Halloween is expected to scare up record sales this year as more adults -- and pets -- join in what was once mainly a children's dress-up event, filling a void before the key Christmas shopping season.
After four months of sluggish retail trade and lackluster back-to-school sales, shops are decorating windows with witches, skeletons and pumpkin lanterns ahead of Oct. 31, when Americans don masks, throw costume parties and go door-to-door asking for treats.
The National Retail Federation (NRF), the largest U.S. retail trade group, said its 2004 Halloween Consumer Intentions and Actions Survey estimated a record $3.12 billion would be spent on Halloween this year, up from $2.96 billion last year.
"Halloween has become a seasonal event, not just a one-night party, and this is creating a nice chunk of cash in the void between the back-to-school period and Christmas," NRF Vice President Scott Krugman said.

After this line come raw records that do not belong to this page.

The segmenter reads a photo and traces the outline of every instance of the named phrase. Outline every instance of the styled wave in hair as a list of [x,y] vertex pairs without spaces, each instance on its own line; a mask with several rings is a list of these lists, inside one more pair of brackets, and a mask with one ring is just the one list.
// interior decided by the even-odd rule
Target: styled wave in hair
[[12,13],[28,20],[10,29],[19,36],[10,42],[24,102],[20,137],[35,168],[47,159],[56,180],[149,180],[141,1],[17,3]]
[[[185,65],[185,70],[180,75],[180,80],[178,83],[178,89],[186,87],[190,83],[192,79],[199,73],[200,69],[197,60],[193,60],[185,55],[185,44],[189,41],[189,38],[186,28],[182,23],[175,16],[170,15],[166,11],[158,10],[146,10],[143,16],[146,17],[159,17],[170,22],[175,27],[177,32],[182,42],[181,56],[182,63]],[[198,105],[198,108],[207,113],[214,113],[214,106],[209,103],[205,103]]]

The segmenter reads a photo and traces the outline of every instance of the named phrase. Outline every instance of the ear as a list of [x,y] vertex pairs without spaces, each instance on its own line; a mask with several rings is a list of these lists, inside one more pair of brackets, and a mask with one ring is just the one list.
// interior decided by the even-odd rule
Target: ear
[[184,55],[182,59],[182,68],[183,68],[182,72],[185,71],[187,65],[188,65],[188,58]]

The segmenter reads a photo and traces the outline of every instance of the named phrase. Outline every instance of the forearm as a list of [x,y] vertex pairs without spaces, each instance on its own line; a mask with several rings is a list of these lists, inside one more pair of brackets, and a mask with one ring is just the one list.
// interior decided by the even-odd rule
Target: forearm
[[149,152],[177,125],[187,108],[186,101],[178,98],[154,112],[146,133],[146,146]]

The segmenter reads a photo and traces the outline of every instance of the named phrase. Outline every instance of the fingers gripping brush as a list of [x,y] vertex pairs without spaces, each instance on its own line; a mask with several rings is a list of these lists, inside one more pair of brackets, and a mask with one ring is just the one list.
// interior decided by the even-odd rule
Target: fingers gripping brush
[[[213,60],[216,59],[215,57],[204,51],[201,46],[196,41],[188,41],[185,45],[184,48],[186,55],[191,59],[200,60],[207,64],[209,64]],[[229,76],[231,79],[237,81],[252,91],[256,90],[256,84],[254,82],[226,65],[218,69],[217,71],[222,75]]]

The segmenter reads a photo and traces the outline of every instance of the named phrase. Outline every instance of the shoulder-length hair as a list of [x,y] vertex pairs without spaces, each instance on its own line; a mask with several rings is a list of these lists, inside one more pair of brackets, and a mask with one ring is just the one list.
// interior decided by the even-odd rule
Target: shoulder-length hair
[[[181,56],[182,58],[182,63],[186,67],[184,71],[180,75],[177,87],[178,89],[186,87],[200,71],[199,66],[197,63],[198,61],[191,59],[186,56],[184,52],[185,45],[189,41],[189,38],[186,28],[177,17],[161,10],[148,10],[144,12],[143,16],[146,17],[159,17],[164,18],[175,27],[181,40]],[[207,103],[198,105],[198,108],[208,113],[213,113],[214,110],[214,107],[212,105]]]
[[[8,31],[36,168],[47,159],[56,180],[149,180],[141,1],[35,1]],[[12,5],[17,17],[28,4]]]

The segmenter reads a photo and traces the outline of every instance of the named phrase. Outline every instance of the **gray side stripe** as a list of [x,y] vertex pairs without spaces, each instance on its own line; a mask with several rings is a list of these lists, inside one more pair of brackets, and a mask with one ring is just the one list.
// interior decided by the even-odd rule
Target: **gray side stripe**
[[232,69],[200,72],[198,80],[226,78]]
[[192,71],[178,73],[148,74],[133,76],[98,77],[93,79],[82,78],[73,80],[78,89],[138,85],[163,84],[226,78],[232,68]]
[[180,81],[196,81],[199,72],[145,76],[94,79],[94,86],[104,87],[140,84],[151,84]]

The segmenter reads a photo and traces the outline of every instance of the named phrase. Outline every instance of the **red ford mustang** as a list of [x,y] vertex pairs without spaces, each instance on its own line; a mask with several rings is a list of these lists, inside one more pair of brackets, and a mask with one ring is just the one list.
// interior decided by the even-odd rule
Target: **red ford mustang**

"There's always been candy and costumes, but it's really decorations driving sales now with people turning their homes into haunted houses for the whole month of October," he said.
While $3 billion is a blip for mega retailers like Wal-Mart Stores Inc., whose annual sales hit $256 billion, even big players are stocking larger selections of Halloween goods.
Wal-Mart declined to comment on its outlook for Halloween, but said it recognized the importance of the event to its customers and has updated its merchandise to meet demand.
With Halloween now the second most popular holiday for decking out homes, the appropriate decorations are a hot ticket.
"We have for Halloween this year stocked 8-foot inflation yard decorations," a Wal-Mart spokesperson said.
Toys R Us Inc.,the No. 2 toy retailer after Wal-Mart, said it stocked a wide range of costumes, candy and books for Halloween without giving sales projections, while the nation's largest chocolate maker, Hershey Foods Corp., declined to comment on its forecast for sales this month.
Smaller players, however, were more open about Halloween trade, with Party City Corp., the largest party goods chain in the United States, seeing strong growth. Halloween accounted for 25 percent of its sales last year, a rise of 13.9 percent from Halloween 2002.
"Halloween has clearly become very significant," a spokesman for Party City said.
Halloween now ranks as the No. 6 spending holiday in the United States after the winter holidays, which pull in an estimated $219.9 billion.
The NRF survey found the average consumer will spend $43.57 on Halloween this year with sweets accounting for $14.83.
The largest portion of the total will be spent on costumes, with Spider-Man outfits, frilly princess dresses and witches' robes and peaked hats topping the favorites list for children this year.
Retailers have increasingly found that Halloween, whose traditions were brought to America in the 1840s by Irish immigrants, is appealing to a wider audience, not just pint-sized ghosts making the neighborhood rounds with trick-or-treat bags.
A survey by Shopping in America, conducted for The Macerich Co., found 59 percent of Americans expected to join in some type of Halloween activity, spending an average $49.27 each, with many shoppers predicting a President Bush mask to be the biggest seller for adults in this election year.
But costumes are not limited to adults and children. They are also in demand for pets, with both of the top U.S. pet supply chains, Petsmart Inc. and Petco Animal Supplies Inc. offering a variety of choices.
Both company Web sites feature a gallery of dog outfits, with a basset hound dressed as a devil, a Pug dog in a hula skirt and a Jack Russell clad as Dracula.